Volteó, cruzamos miradas, y mientras
mi respiración era la agitada oxigenación de mis células dilatadas bajo su
goce, ella jugueteaba con el espacio
vacío de la habitación que el humo que su cigarrillo no invadía.
Parpadeo.
Las olas de las sábanas la
rodearon, permitiendo que entre sus pliegues se perdiera la poca ropa que le
cubría.
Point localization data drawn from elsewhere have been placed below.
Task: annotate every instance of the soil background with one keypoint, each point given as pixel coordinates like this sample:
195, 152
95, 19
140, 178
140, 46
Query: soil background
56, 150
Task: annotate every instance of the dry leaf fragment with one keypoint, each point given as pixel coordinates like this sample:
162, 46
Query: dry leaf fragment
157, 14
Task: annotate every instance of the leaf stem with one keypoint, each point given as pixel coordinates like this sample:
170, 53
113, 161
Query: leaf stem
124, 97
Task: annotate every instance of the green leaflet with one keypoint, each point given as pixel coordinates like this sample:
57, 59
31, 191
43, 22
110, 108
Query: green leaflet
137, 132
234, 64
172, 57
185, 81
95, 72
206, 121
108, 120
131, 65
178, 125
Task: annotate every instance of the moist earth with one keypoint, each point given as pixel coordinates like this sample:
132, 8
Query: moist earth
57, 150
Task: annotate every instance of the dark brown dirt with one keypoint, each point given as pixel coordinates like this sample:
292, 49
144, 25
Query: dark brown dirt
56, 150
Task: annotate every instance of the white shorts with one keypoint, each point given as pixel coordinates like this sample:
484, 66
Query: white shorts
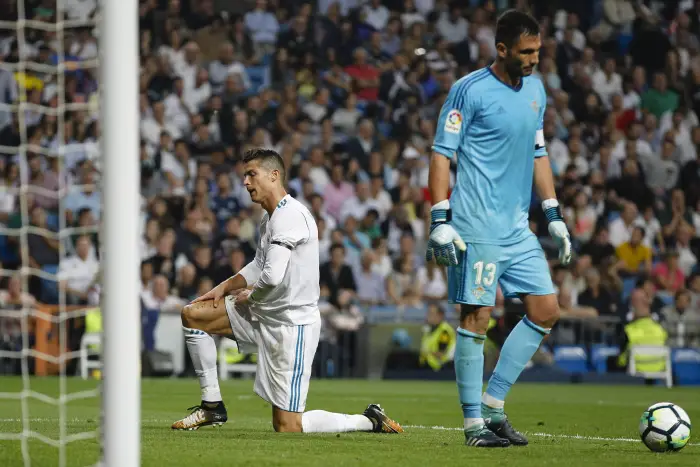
285, 356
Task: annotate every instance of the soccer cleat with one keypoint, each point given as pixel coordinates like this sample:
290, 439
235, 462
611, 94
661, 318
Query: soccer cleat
482, 437
380, 421
505, 430
202, 416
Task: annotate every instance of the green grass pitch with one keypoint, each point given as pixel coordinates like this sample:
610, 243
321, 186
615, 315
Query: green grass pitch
568, 425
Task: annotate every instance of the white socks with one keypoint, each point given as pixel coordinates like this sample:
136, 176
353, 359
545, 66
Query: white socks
473, 422
320, 421
488, 399
202, 350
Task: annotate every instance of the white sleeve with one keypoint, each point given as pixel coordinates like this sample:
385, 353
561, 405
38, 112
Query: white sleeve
251, 272
288, 230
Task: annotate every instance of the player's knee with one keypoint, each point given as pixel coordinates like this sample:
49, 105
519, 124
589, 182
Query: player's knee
475, 319
187, 315
545, 316
287, 424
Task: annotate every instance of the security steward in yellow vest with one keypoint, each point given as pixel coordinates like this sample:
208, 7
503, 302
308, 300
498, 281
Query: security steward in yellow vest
438, 341
93, 325
642, 330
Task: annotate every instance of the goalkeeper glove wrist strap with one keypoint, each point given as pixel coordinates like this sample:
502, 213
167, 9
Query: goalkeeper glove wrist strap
552, 210
440, 213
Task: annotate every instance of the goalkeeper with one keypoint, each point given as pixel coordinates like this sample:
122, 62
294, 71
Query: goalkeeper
491, 122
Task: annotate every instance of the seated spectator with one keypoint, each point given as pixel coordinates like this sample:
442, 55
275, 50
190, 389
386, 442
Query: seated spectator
337, 279
79, 273
687, 260
569, 309
402, 286
597, 296
370, 285
682, 321
13, 298
599, 247
438, 341
667, 275
186, 284
155, 301
433, 281
634, 257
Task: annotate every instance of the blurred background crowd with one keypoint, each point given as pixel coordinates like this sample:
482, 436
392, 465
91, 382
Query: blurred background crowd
348, 92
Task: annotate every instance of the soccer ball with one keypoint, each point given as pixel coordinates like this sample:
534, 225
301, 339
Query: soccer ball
664, 427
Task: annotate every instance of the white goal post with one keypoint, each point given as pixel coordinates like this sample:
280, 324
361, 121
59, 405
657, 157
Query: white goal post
121, 392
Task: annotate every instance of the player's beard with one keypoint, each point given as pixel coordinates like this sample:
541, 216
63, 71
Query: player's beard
514, 68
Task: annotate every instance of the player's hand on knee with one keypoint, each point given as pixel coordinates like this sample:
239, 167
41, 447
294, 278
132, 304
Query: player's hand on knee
443, 244
214, 294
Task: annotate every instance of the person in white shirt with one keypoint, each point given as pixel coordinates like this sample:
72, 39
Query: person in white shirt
358, 205
376, 14
621, 228
227, 66
196, 97
452, 26
77, 274
607, 82
270, 308
262, 24
152, 127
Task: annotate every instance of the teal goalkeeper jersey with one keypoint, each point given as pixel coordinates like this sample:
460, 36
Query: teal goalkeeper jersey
495, 131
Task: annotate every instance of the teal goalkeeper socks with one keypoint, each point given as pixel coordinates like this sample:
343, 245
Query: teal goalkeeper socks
469, 366
520, 346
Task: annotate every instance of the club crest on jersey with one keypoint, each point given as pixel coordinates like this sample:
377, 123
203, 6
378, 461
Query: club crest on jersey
453, 123
535, 106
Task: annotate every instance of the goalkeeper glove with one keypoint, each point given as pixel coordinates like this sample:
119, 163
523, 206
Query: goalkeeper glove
557, 229
443, 237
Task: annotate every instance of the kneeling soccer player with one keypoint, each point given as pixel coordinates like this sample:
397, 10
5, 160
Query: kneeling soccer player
270, 307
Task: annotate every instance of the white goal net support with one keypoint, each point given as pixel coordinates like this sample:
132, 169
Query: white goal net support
70, 133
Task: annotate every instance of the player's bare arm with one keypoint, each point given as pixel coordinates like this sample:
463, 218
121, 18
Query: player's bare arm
544, 185
439, 177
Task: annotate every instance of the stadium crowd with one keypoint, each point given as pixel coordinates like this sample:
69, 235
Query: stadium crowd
348, 92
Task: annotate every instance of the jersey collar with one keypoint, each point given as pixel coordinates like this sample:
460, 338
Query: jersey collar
512, 88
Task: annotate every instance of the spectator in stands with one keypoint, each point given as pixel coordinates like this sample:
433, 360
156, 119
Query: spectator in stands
433, 282
597, 296
599, 248
186, 283
155, 301
79, 273
438, 341
621, 228
634, 256
337, 279
682, 321
262, 26
87, 196
667, 275
370, 285
402, 285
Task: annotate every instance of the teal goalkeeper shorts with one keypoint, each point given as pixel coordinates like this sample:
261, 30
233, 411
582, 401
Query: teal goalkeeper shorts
520, 268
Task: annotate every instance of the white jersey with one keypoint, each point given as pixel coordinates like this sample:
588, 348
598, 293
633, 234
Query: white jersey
291, 297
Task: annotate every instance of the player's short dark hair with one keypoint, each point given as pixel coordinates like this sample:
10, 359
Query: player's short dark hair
514, 23
268, 158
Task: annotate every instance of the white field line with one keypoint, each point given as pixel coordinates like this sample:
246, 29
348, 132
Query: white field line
542, 435
409, 427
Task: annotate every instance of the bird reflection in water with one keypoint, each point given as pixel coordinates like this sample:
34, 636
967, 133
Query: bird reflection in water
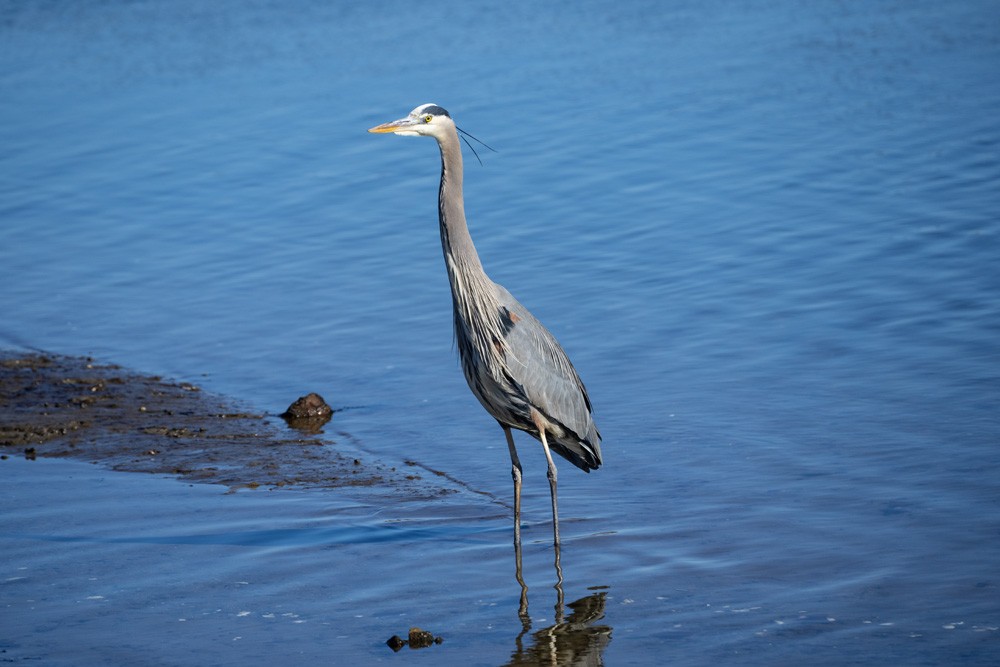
573, 640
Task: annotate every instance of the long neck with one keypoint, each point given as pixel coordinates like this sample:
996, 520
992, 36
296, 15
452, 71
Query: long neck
459, 254
478, 329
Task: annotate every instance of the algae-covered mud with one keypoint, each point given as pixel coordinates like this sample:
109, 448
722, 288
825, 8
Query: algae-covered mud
59, 406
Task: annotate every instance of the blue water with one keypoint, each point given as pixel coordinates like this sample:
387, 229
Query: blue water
766, 233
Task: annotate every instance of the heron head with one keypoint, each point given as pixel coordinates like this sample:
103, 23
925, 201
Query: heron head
426, 120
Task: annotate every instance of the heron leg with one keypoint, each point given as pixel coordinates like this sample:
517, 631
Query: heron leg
515, 472
552, 487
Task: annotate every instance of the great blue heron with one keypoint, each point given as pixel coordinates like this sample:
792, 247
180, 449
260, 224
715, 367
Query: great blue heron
513, 365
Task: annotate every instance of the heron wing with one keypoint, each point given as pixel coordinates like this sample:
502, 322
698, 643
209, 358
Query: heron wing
537, 364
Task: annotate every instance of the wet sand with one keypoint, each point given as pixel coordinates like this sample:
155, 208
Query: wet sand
61, 406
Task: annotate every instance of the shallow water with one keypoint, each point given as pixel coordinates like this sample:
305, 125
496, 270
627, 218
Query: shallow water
766, 233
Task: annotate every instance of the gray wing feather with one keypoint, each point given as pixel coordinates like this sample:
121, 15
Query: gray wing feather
537, 363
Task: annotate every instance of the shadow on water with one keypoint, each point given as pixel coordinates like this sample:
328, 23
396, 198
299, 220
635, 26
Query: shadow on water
572, 640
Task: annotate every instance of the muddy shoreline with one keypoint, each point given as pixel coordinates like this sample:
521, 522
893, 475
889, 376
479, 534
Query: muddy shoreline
61, 406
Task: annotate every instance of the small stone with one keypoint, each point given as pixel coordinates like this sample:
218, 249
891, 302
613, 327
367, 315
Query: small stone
420, 638
308, 413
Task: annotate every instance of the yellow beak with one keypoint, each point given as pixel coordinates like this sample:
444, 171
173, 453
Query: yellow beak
394, 126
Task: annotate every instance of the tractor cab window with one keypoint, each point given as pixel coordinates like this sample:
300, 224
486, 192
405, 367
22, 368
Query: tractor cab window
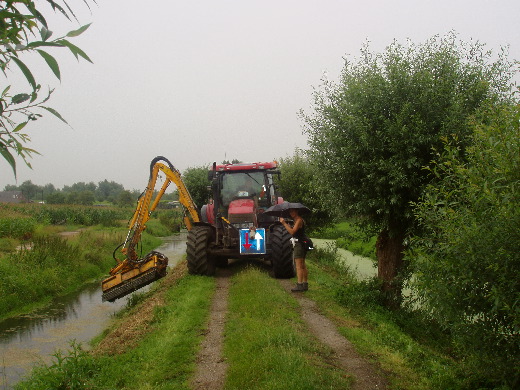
242, 185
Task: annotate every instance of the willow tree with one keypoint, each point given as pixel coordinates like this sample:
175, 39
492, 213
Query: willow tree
374, 131
24, 31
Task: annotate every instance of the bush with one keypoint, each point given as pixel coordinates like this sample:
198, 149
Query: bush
20, 228
466, 261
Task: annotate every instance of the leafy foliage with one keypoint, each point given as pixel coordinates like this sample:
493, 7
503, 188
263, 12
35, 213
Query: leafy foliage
373, 132
300, 182
467, 259
24, 30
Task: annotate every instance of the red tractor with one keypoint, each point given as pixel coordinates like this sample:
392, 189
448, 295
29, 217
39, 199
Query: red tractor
234, 226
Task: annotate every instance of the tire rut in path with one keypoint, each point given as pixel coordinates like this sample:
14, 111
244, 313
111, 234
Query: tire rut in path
210, 373
345, 356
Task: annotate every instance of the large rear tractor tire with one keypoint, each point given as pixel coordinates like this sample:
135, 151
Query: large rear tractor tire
199, 261
282, 253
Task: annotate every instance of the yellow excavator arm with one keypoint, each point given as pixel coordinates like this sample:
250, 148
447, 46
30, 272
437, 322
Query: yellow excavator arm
133, 273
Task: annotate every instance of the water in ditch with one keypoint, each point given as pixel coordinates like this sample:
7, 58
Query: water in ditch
28, 339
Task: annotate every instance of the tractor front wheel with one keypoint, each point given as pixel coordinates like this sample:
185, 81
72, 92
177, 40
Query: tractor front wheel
199, 261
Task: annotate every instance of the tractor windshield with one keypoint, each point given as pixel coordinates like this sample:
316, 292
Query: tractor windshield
242, 185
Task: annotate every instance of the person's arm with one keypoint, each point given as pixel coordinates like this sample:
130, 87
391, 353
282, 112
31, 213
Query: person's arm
293, 229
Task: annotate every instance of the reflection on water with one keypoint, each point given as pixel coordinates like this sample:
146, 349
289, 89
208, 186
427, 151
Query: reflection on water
27, 339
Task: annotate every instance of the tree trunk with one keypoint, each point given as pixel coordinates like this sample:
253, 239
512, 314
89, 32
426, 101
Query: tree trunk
389, 253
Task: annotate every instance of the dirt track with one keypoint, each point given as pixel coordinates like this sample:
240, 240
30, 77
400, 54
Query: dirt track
211, 365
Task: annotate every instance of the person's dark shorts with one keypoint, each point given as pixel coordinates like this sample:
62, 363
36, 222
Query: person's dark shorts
299, 251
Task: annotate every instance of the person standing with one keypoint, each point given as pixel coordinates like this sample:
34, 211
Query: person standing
298, 233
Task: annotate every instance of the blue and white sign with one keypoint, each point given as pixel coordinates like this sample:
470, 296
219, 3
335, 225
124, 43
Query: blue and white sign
252, 242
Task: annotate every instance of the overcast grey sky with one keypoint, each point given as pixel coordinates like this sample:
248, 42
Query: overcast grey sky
201, 81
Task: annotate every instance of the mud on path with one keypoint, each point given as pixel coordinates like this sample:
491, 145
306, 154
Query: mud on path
365, 375
211, 367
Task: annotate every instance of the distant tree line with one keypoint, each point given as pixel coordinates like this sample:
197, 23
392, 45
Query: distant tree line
80, 193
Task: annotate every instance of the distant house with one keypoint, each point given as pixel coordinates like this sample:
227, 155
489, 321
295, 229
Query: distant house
12, 197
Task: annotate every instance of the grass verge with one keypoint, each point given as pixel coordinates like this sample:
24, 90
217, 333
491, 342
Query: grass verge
163, 356
411, 352
266, 343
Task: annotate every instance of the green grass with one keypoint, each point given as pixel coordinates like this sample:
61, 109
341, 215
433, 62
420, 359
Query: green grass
163, 359
411, 351
267, 345
55, 266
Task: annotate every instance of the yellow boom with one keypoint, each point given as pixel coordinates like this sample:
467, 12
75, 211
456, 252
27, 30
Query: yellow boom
132, 273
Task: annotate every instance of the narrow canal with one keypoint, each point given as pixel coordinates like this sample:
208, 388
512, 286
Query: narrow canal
26, 340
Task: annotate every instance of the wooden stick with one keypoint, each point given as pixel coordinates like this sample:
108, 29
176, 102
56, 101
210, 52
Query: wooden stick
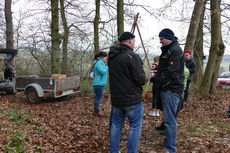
146, 55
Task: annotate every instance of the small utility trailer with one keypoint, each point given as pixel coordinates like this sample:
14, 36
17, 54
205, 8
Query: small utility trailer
39, 86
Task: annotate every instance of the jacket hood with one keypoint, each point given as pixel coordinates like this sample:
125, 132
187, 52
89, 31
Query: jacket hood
116, 50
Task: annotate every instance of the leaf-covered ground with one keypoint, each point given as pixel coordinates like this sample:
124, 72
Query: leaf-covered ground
67, 125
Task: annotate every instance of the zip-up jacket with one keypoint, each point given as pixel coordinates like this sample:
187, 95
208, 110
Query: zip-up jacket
170, 74
126, 76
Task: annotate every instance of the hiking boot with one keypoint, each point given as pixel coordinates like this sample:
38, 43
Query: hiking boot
164, 151
161, 127
124, 138
96, 113
162, 133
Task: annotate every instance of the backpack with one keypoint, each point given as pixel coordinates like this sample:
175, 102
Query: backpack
91, 74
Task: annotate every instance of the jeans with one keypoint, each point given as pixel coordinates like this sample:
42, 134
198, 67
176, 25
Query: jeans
117, 118
170, 102
186, 92
98, 91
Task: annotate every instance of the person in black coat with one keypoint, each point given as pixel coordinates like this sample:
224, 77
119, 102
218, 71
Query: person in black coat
156, 101
126, 78
191, 66
170, 82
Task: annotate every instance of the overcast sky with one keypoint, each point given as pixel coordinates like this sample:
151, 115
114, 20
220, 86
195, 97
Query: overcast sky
150, 25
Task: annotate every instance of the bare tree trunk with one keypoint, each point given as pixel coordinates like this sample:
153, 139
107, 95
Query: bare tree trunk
194, 24
9, 25
55, 55
198, 52
208, 84
120, 17
65, 39
96, 27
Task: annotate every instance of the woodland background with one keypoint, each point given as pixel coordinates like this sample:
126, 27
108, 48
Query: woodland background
62, 36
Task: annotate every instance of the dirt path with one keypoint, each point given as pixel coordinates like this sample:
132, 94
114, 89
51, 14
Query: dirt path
67, 125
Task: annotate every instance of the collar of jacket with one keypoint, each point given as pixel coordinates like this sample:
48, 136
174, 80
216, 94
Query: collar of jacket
126, 47
165, 48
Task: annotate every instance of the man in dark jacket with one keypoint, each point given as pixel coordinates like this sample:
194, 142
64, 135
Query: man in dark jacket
126, 78
191, 66
170, 82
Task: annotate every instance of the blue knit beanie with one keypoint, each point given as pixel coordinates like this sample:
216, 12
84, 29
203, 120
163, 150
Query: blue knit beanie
167, 33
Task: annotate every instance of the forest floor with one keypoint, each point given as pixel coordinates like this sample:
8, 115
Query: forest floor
67, 125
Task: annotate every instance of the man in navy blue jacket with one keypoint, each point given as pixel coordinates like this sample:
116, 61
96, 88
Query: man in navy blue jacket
170, 82
126, 78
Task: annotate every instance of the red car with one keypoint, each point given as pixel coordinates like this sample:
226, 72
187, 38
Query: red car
223, 81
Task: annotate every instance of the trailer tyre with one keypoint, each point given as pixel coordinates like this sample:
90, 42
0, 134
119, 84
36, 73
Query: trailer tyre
32, 96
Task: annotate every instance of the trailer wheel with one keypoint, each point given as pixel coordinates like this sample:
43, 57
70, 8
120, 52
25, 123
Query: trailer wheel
32, 96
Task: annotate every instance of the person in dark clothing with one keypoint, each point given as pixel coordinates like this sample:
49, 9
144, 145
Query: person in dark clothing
126, 78
191, 66
156, 101
170, 82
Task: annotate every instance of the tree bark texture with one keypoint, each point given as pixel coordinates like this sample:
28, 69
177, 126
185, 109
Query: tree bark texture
194, 24
198, 53
96, 27
120, 17
216, 52
55, 54
65, 38
9, 25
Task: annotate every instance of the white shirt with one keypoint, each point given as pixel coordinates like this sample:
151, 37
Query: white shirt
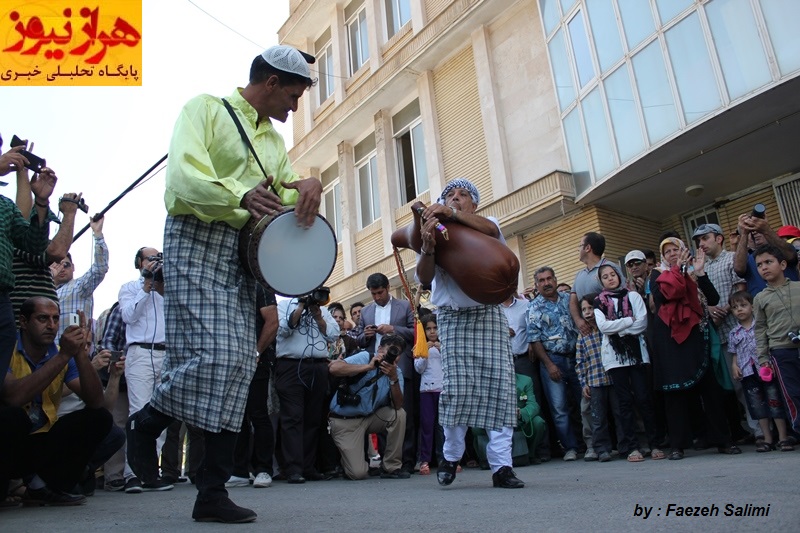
305, 340
142, 312
382, 316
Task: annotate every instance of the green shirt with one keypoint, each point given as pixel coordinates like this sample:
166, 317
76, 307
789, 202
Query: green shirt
777, 311
16, 232
210, 168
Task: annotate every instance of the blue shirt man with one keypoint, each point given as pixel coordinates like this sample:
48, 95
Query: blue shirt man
370, 400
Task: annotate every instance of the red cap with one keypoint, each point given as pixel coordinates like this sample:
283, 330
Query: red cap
788, 231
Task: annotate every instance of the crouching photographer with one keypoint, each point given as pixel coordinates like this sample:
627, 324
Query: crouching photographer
369, 399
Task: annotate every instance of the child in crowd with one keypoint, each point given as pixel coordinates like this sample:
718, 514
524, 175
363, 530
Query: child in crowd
595, 384
777, 310
763, 397
430, 432
622, 318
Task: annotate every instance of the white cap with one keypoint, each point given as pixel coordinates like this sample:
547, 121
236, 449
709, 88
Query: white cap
634, 255
287, 59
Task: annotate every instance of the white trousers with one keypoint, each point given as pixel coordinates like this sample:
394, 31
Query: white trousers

Lenta y suavemente la espuma de esas olas blancas la hacían emerger
para respirar, ella y yo, bajo el ensueño del momento, donde todo perdía espesura
y dejaba el ambiente como si Hipno vagara sobre nuestras cabezas.
Quise llamarle a mi lado, salvar
el poco espacio entre las sedientas llamas de mis dedos y su piel inundada de
la esencia de mi saciedad. Pero solo el aire y las sábanas la acariciaban,
creando celos en mí.
Respira, respira.
Recuerdo que bajo estas manos
ella temblorosa se entregó al deseo compartido; y entre suspiros y lenguas titubeantes
que jugaron a pertenecerse encontramos las caricias necesarias para
estremecernos y jurarnos la noche de las violetas.